In computer vision research, ML model predictions are related to images. You often want to plot these predictions to get a sense of how well your model is doing on your data. For example, in fraud detection, you might want to plot a histogram of your model scores for both your genuine and fraudulent data, to see if and how these two distributions overlap. In such a context, it can be useful to be able to quickly inspect the images related to the scores. For example, you might want to have a look at the images that were not predicted correctly, i.e. fraudulent images that overlap with the genuine distribution, and genuine images that overlap with the fraudulent distribution. However, most common plotting libraries don't allow you to do that. You'd end up creating a histogram like this:
What do the genuine images in the fraudulent distribution look like? What do the genuine images close to zero look like? How are they different compared to the images in the middle of the distribution?
But this doesn't tell you much. You'd have to manually single out the images that you want to inspect in a separate process. In the most extreme, laborious cases this is done by saving images in a directory and inspecting them that way. Some libraries, such as bokeh make this a little bit easier, but the UX is not mainly made for inspecting images - you can hover over points to see an image, but that's about it. However, understanding data is not only about looking at an image, one at a time, at a glance. Understanding data means being able to zoom in on an image, view multiple images next to each other and see aggregate statistics of such a selection. Clusterfun allows you to do that. Let's dive into each of these components:
1. Hover to inspect
In a plot, you can quickly hover over images. Hovering does not only show you the image, but also the metadata associated with the image. For example, you can see a model score, the image location, and any other metadata you added to the dataframe used to create the plot.
2. Select to inspect
Hovering over images is fine for a quick glance at the data, but looking at multiple items at the same time can give you a much better sense of your data distribution. This allows you to e.g. quickly spot similarities between images that are wrongly predicted.
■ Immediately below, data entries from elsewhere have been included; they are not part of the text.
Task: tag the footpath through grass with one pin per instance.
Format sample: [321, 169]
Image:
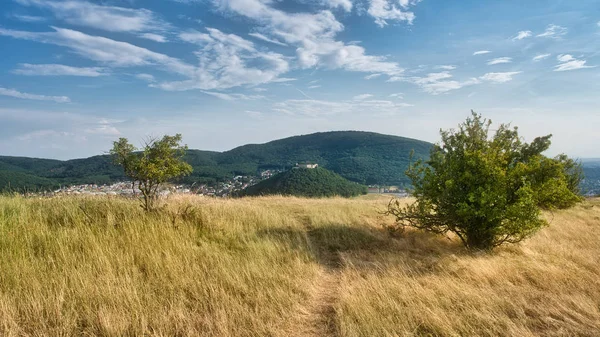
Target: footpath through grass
[282, 267]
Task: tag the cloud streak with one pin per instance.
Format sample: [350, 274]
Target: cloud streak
[58, 70]
[499, 60]
[17, 94]
[568, 62]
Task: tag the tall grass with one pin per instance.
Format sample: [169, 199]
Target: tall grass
[254, 267]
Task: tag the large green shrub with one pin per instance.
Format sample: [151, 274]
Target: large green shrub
[487, 190]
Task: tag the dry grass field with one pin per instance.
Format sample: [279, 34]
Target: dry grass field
[277, 266]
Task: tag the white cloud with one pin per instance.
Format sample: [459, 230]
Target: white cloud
[565, 58]
[499, 60]
[343, 4]
[233, 97]
[104, 50]
[29, 18]
[439, 83]
[317, 108]
[541, 57]
[109, 18]
[313, 35]
[372, 76]
[226, 61]
[254, 114]
[146, 77]
[58, 70]
[264, 38]
[362, 97]
[568, 62]
[554, 32]
[522, 35]
[445, 67]
[154, 37]
[499, 77]
[17, 94]
[385, 10]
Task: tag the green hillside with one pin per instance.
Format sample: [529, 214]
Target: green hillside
[302, 182]
[363, 157]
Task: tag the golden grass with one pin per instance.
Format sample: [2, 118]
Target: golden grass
[261, 267]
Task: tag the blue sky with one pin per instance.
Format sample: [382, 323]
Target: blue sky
[76, 75]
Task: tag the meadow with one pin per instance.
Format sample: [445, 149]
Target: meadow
[283, 266]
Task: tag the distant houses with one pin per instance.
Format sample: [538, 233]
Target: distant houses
[306, 165]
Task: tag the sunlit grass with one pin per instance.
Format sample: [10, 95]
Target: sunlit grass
[251, 267]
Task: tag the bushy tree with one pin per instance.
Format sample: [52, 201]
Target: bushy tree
[486, 190]
[159, 161]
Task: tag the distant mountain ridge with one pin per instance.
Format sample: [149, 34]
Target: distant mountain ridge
[306, 182]
[363, 157]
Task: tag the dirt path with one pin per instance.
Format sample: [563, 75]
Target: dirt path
[318, 319]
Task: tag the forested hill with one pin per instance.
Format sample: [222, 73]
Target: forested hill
[304, 182]
[364, 157]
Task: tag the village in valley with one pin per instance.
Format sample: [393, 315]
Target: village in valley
[218, 189]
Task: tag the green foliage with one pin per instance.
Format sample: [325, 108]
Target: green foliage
[159, 162]
[302, 182]
[364, 157]
[486, 190]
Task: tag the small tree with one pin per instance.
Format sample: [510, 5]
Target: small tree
[488, 191]
[158, 162]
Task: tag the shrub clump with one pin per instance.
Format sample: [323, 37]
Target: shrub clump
[487, 190]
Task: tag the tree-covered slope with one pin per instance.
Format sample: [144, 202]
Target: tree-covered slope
[364, 157]
[302, 182]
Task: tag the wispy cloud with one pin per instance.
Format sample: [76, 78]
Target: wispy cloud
[233, 97]
[154, 37]
[522, 35]
[384, 11]
[314, 37]
[439, 83]
[146, 77]
[58, 70]
[343, 4]
[446, 67]
[568, 62]
[362, 97]
[554, 32]
[109, 18]
[499, 77]
[318, 108]
[101, 49]
[254, 114]
[17, 94]
[266, 39]
[372, 76]
[499, 60]
[29, 18]
[540, 57]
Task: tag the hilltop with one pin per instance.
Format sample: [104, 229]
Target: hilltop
[304, 182]
[363, 157]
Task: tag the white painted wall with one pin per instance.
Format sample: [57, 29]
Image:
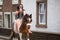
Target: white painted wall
[53, 15]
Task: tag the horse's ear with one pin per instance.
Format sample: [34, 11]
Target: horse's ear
[30, 15]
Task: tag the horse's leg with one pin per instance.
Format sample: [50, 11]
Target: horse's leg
[20, 34]
[28, 36]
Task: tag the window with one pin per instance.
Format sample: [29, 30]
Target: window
[1, 2]
[41, 13]
[1, 19]
[7, 19]
[14, 1]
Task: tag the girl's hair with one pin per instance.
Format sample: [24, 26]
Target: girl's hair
[19, 5]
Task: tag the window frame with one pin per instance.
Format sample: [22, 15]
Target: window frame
[37, 14]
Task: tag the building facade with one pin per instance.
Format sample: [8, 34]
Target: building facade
[52, 17]
[7, 12]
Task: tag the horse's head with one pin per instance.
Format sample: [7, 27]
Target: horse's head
[27, 19]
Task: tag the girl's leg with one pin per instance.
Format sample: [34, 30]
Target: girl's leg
[20, 34]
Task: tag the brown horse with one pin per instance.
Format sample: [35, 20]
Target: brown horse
[25, 26]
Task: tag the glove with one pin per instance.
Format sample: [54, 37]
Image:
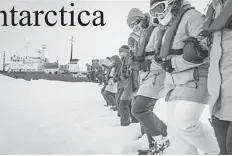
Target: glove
[116, 79]
[167, 65]
[124, 76]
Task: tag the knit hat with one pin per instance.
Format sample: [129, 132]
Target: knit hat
[131, 41]
[124, 48]
[134, 14]
[153, 3]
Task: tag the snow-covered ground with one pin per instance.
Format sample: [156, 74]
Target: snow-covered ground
[47, 117]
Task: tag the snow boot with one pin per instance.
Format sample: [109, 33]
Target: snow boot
[158, 146]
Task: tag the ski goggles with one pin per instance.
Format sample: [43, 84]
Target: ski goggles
[159, 8]
[134, 23]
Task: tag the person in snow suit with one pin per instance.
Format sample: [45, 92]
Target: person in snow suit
[127, 93]
[218, 28]
[182, 55]
[105, 76]
[111, 88]
[151, 76]
[88, 71]
[93, 71]
[98, 73]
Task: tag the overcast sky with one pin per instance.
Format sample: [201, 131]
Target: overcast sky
[89, 42]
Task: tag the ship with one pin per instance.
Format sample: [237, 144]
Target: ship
[38, 67]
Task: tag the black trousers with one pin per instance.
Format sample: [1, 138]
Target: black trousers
[223, 132]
3. Statistics of a selection
Once you have a selection of data points, it can be helpful to see aggregate statistics of a selection. In the example below, you can see how we can dive into particular subsets of a dataset. Here, we see a group of paintings that look very similar, but are still from different painters. Picasso and Braque made a few very similar paintings! Clusterfun allows you to quickly inspect such subsets of your data.
The above features make it easier to truly understand your data, and give you the flexibility to explore your data in a way that works for you.